Lui, Toto, ha giocato per un anno e mezzo, dopodiché ha cominciato a bluffare. Dimenticandosi di avere a che fare con il Napoli, non con un suo cavallo o con una sua maxicilindrata. Che seppur possono avere il loro fascino, sbiadiscono al confronto del Napoli. Ha chiuso a chiave il malato non lasciando che nessuno, al di fuori dei suoi familiari, potesse vederlo. Questi occultavano la reale salute del Napoli comatoso: sprizzavano ottimismo e sicurezza, si permettevano eccessi di snobismo e superbia. Quando tutti, chi con umiltà, chi con forza, sottolineavano la loro inettitudine ed incompetenza. I Naldi andrebbero condannati solo per questo. Per il resto, aspettiamo che fra qualche tempo si faccia chiarezza sulle responsabilità del fallimento e allora tutti capiranno molte cose. 

Il presidente del fallimento, delle menzogne, delle illusioni. Un uomo che nel calcio ha fallito. Lui insieme alla famiglia, quella schiera di figli, nipoti, cognati e amici che hanno distrutto la SSC Napoli. Chissà, forse ora Toto sarà a cavallo pensando al prossimo Gran Premio di Agnano, o forse su una barca a Capri. Lo era anche il giorno prima di importanti assemblee andate deserte, o mentre Napoli tremava al pensiero che Napoli potesse morire. Le briscole le ha tenute sempre ben nascoste in tasca, sul tavolo ha invece messo due di picche o tre di coppe. Forse, Toto sa giocare a carte. Ma con il Napoli ha pensato a fare il suo gioco. A costo di lasciare l'ammalato al suo destino. E senza accettare al proprio tavolo finanziatori, imprenditori o altri. Di Spinelli e Zamparini sappiamo, ma per Toto erano squali. Lui, però, delfino non lo è stato mai. 

Ci dica Naldi, ci dicano i suoi figli, ci dica suo cognato, ci dicano i suoi amici perché il Napoli è morto. Loro, soprattutto loro, sono i responsabili di una morte che non dovrà passare impunita.
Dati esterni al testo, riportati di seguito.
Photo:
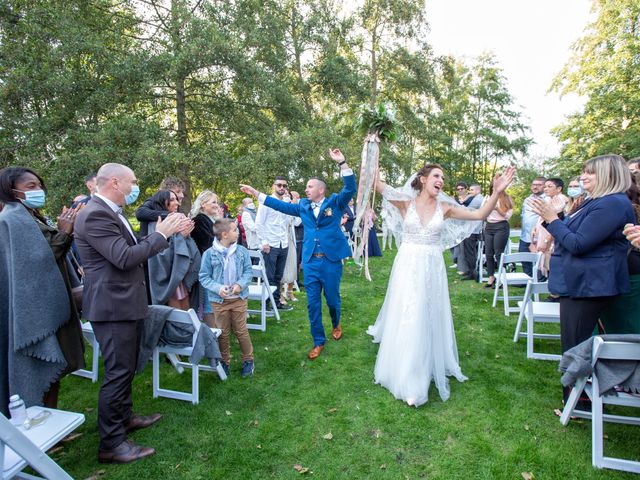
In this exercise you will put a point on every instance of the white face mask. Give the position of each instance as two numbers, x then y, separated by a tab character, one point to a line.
574	192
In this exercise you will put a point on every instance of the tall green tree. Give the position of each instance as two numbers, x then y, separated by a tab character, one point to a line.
604	68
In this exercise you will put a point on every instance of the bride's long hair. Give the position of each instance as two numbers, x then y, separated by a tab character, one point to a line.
424	172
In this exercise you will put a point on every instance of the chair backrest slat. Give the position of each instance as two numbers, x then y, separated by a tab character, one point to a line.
615	350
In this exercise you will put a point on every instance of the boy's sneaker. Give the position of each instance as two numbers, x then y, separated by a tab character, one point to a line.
247	368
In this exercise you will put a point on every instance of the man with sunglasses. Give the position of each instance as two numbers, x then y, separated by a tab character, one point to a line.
273	236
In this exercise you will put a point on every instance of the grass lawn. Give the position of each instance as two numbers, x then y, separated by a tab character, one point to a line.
330	419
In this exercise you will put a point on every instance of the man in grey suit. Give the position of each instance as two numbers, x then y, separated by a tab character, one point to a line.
115	301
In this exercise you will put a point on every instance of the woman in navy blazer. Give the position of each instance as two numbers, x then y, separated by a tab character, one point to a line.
589	262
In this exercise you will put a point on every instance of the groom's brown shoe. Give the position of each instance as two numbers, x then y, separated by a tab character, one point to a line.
126	452
337	333
315	352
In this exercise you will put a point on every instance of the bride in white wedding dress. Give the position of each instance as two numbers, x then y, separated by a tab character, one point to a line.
415	326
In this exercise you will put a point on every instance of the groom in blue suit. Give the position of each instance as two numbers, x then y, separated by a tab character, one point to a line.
324	246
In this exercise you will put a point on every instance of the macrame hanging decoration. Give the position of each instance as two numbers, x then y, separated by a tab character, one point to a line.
378	125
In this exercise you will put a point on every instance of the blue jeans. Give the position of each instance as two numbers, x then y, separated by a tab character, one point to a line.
527	267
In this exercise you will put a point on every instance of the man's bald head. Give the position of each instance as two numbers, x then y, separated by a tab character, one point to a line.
315	189
115	181
109	171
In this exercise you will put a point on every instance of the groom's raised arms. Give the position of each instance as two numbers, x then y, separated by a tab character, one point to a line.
294	209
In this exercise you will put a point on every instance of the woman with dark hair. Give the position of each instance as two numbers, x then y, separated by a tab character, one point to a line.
496	233
38	315
415	325
173	273
589	262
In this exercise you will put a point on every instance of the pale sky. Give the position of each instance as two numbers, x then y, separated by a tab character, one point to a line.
531	41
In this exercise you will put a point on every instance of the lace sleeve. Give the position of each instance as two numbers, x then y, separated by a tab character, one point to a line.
455	231
391	216
393	194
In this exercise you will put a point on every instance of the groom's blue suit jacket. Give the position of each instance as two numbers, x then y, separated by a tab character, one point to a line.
322	234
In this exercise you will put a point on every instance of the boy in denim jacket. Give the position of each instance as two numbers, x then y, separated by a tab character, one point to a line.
226	273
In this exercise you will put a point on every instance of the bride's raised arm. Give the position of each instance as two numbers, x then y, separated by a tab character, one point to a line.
500	184
393	196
E che non lo passerà. L'unico rimorso è che chi urlava alcune situazioni si è visto minacciato e offeso da chi, alla fine, si è sporcato le mani di un delitto che passerà alla storia come il più grave della storia del calcio. E soprattutto nell'indifferenza di tifosi, sentimentali e passionali che hanno assistito senza muovere un dito alla distruzione del totem. 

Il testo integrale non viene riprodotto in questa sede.